The brain is a creature of habit
Why is that so? Our brain prefers well-established processes. And it is lazy! It loves the autopilot mode, in which no great effort is required to get things done. As long as processes work reasonably well and too much monotony does not yet depress our mood, there is no reason to do things differently or leave our familiar surroundings.
In addition, everything new is more or less perceived as a potential threat. In foreign cities or with new colleagues, we behave more alert and cautious than in our familiar surroundings with our old buddies.
On the other hand, there are our needs. In order to meet them, we are ready to face the greatest challenges. Just think of the recognition or even personal satisfaction that someone experiences by participating in an Iron Man. Or by writing a book. There are countless examples. This is also known as motivation, that is, what gets us moving.

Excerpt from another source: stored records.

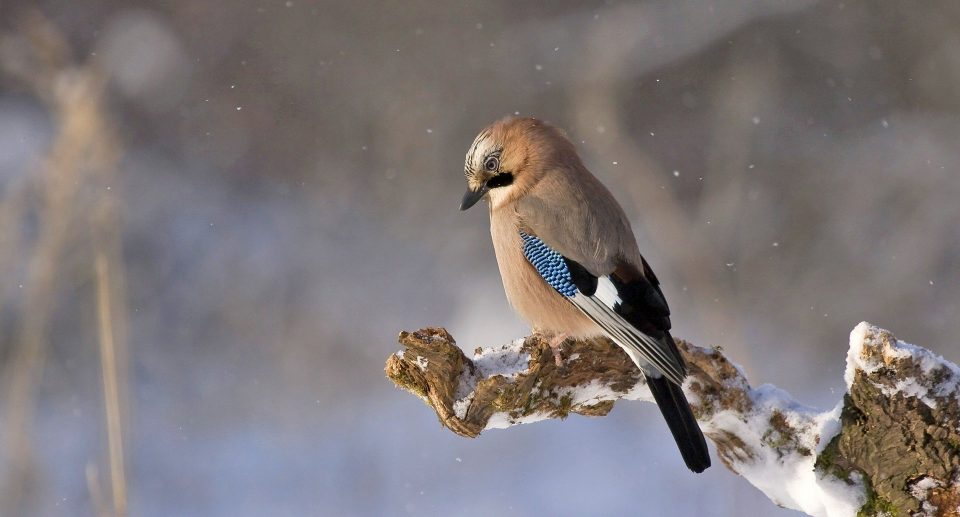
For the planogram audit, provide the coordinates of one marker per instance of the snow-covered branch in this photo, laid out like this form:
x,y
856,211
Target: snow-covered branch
x,y
890,446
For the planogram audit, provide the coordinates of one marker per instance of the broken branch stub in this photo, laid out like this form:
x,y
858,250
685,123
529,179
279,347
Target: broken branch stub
x,y
891,446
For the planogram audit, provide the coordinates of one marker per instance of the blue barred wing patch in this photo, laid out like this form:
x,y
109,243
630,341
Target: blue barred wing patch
x,y
549,264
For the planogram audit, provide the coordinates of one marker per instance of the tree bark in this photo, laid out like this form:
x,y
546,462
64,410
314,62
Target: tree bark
x,y
890,446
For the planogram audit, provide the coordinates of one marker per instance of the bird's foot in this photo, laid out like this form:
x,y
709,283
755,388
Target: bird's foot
x,y
556,345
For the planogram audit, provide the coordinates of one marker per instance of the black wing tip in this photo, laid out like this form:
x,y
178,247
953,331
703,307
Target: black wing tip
x,y
686,432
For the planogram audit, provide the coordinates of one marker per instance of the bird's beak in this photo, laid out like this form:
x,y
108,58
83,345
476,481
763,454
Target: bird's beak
x,y
471,197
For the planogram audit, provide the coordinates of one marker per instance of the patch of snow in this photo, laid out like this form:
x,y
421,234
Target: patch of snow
x,y
923,387
422,363
921,490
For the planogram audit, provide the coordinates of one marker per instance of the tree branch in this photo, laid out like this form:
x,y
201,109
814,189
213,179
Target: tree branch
x,y
892,445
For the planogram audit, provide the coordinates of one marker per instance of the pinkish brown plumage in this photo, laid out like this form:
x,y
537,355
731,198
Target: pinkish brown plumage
x,y
569,261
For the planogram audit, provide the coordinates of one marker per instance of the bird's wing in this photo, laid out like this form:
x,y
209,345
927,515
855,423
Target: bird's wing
x,y
627,304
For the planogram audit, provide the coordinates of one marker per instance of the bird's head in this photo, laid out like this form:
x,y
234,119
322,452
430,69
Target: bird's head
x,y
509,157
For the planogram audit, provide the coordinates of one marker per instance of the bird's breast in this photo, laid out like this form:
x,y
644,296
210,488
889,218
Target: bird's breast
x,y
529,294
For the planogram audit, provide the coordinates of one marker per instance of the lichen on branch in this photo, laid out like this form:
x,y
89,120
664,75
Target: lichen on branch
x,y
891,446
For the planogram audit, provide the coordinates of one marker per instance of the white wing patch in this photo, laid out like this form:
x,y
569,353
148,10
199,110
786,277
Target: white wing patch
x,y
607,292
647,353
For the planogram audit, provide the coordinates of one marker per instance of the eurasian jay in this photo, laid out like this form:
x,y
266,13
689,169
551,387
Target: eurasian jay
x,y
569,261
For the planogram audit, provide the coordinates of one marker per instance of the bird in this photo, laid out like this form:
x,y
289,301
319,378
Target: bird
x,y
570,263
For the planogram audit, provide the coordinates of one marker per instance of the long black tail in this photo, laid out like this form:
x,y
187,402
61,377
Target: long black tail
x,y
680,419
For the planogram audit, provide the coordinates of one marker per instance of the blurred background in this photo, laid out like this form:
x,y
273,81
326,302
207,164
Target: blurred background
x,y
215,217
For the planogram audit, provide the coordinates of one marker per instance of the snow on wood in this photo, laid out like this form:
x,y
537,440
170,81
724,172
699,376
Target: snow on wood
x,y
891,445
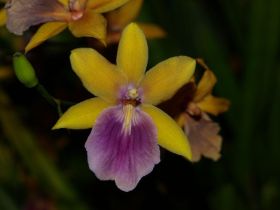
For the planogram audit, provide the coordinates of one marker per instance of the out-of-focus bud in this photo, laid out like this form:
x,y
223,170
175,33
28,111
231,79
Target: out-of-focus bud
x,y
24,70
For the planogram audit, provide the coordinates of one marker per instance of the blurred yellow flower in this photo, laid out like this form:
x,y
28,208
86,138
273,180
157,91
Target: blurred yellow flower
x,y
83,18
200,129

Pleasure gain and avoidance of aversion
Besides positive incentives, there are of course also strong negative incentives to escape danger, even if it is only a perceived danger. Our brain cannot differentiate between them. Our reality is always our experienced reality. Evolution has provided us with a beneficial tool for this purpose, the stress reaction. The stress reaction is very old in evolutionary history. It enables our organism to activate all resources in order to escape danger - in former times, for example, a saber-toothed tiger.

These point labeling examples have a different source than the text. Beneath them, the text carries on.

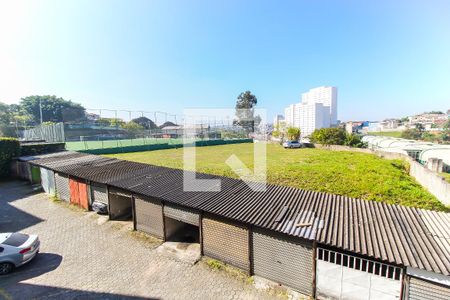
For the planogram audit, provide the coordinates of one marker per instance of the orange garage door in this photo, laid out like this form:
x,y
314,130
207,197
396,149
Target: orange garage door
x,y
78,193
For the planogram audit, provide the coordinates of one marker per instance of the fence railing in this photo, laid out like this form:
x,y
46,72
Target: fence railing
x,y
52,133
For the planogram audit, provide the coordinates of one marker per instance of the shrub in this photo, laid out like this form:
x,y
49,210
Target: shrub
x,y
9,148
329,136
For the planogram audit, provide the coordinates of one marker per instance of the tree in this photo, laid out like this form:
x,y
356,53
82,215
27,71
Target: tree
x,y
5,114
293,133
354,140
54,109
245,111
329,136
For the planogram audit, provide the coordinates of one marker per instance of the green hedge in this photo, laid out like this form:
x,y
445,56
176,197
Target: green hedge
x,y
43,148
9,148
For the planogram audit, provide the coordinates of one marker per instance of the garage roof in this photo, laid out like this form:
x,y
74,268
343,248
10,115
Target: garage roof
x,y
391,233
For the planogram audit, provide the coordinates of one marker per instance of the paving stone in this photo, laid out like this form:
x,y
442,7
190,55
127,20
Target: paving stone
x,y
84,258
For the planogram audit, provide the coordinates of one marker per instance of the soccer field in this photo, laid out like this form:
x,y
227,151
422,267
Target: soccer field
x,y
353,174
89,145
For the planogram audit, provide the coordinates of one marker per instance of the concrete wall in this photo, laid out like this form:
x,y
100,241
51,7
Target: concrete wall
x,y
434,183
431,181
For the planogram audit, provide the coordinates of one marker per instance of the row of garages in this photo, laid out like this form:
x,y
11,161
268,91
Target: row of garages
x,y
153,199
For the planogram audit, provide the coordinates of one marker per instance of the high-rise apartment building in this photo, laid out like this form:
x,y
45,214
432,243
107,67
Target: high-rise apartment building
x,y
318,109
327,95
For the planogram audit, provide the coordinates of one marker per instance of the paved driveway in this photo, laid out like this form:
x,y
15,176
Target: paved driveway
x,y
84,257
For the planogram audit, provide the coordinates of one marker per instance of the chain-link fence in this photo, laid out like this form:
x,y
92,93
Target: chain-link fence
x,y
124,129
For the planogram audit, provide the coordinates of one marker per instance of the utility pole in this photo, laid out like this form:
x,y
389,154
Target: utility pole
x,y
40,109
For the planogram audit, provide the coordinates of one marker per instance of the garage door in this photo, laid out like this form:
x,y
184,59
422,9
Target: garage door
x,y
421,289
283,260
79,193
99,193
341,276
62,187
48,181
119,204
35,174
185,215
227,242
149,216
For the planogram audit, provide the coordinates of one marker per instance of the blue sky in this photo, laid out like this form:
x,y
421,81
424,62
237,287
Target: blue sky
x,y
388,58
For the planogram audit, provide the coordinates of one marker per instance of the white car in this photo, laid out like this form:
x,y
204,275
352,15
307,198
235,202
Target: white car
x,y
292,144
17,249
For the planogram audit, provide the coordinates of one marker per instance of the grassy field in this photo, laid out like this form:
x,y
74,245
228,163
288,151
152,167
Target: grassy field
x,y
352,174
446,176
86,145
397,134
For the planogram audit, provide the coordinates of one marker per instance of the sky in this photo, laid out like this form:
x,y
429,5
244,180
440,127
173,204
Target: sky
x,y
387,58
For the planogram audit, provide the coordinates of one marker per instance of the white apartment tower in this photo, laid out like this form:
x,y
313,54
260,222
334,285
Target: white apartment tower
x,y
327,95
318,109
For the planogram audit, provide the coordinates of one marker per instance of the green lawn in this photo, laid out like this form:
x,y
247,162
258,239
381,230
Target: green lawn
x,y
352,174
397,134
86,145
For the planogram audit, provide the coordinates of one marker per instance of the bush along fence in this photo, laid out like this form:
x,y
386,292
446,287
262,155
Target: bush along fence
x,y
9,148
51,133
139,148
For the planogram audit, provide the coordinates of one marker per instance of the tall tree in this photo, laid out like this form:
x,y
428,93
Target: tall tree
x,y
245,111
54,109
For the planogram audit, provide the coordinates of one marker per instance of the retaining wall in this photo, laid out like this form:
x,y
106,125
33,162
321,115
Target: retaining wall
x,y
434,183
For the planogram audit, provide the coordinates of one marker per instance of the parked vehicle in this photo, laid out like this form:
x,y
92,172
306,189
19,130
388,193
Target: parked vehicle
x,y
16,249
292,144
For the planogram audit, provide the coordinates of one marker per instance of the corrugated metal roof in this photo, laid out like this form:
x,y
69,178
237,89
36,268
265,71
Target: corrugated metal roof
x,y
391,233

However, it is only helpful in specific contexts, in others, it is rather hindering or even dangerous. More on this later.

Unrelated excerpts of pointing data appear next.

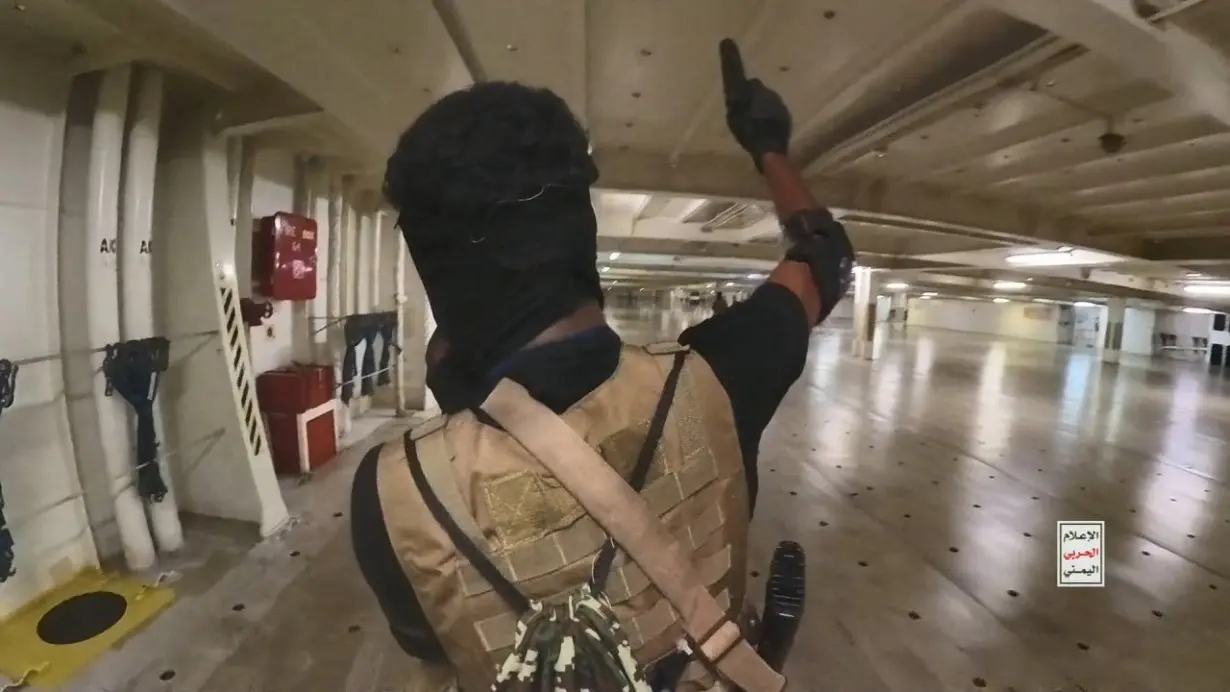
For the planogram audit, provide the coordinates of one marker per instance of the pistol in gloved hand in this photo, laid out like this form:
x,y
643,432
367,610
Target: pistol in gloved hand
x,y
755,114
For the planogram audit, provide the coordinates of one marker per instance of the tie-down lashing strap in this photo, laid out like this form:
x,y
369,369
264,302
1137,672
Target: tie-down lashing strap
x,y
642,535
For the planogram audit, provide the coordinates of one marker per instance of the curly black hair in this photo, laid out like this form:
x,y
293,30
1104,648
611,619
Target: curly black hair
x,y
485,145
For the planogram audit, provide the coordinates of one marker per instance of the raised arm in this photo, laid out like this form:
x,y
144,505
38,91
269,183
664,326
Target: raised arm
x,y
819,262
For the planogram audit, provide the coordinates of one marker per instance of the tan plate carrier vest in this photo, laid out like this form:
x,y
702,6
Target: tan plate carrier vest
x,y
538,535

Let us note: There are positive and negative incentives to change our behavior or a situation. With positive incentives, we move mentally or physically towards something in order to fulfill one or more of our needs (pleasure gain). With negative stimuli, we move away from something to not endanger one or more of our needs (avoidance of aversion). With "towards" our brain reacts to reward, with "away from" to threat.
Individual needs can be very different. David Rock summarizes essential needs that are common to most people in his SCARF model: Status, Certainty, Autonomy, Relatedness and Fairness. I want to add purpose, because according to Daniel Pink, besides autonomy and ability, purpose is one of these three essential motivating factors.
Urgency generates awareness
Why is it not a good idea to increase the motivation for change over urgency? Let's first look at Kotter's considerations:
Kotter has made the experience that companies often rest on past successes. He calls this complacency and arrogance.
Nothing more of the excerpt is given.